The interaction of quercetin–Cu(II) complex with calf thymus DNA was investigated with the use of Neutral Red (NR) dye as a spectral probe by the application of UV–vis spectrophotometry, cyclic voltammetry and synchronous fluorescence spectroscopy. The results showed that both quercetin–Cu(II) complex and the NR molecule can intercalate into the double helix of the DNA. The 2:1 quercetin:Cu(II) complex (estimated binding constant = 2.85 × 10^9) is stabilized by intercalation in the DNA (binding constant, K [quercetin–Cu(II)–DNA] = (1.82 (plus-minus) 0.20) × 105 M^-1), and displaces the NR dye from the NR–DNA complex in a competitive reaction. Cyclic voltammetry studies confirm the intercalation reaction and show that the ratio (KR/KO) of binding constants for the reduced and oxidized forms of the metal complex is 2.05. Furthermore, the alternative least squares (ALS) method was applied to resolve a complex two-way array of the absorption spectra data. This yielded the equilibrium concentration profiles of each component in the reaction (NR, NR–DNA and quercetin–Cu(II)) as well as the corresponding pure spectra. The extracted profiles showed that at equilibrium the [NR–DNA] and [NR] trends decreased and increased symmetrically, respectively, with approximately linear behaviour being observed below 10 × 10^-6 mol L^-1 of the added quercetin–Cu^2+ complex. Thereafter, these trends converged asymptotically.
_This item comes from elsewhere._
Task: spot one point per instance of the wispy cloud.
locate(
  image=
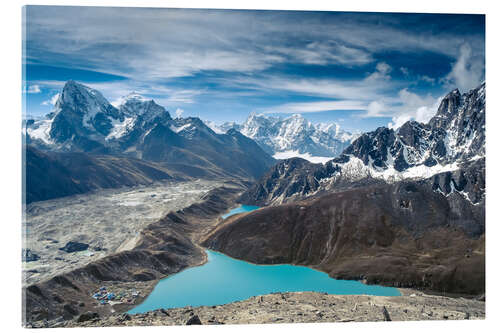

The free [quercetin–Cu(II)] trend-line at equilibrium was linear over the whole range of the complex added. It was possible to estimate the approximate value of the equilibrium constant of the exchange process (approximately 5 × 10^-1) involving the intercalation of the quercetin–Cu(II) complex. It was also found that about 35% of the bound complex was unaccounted by the intercalation reaction, presumably being stabilized at an alternative site.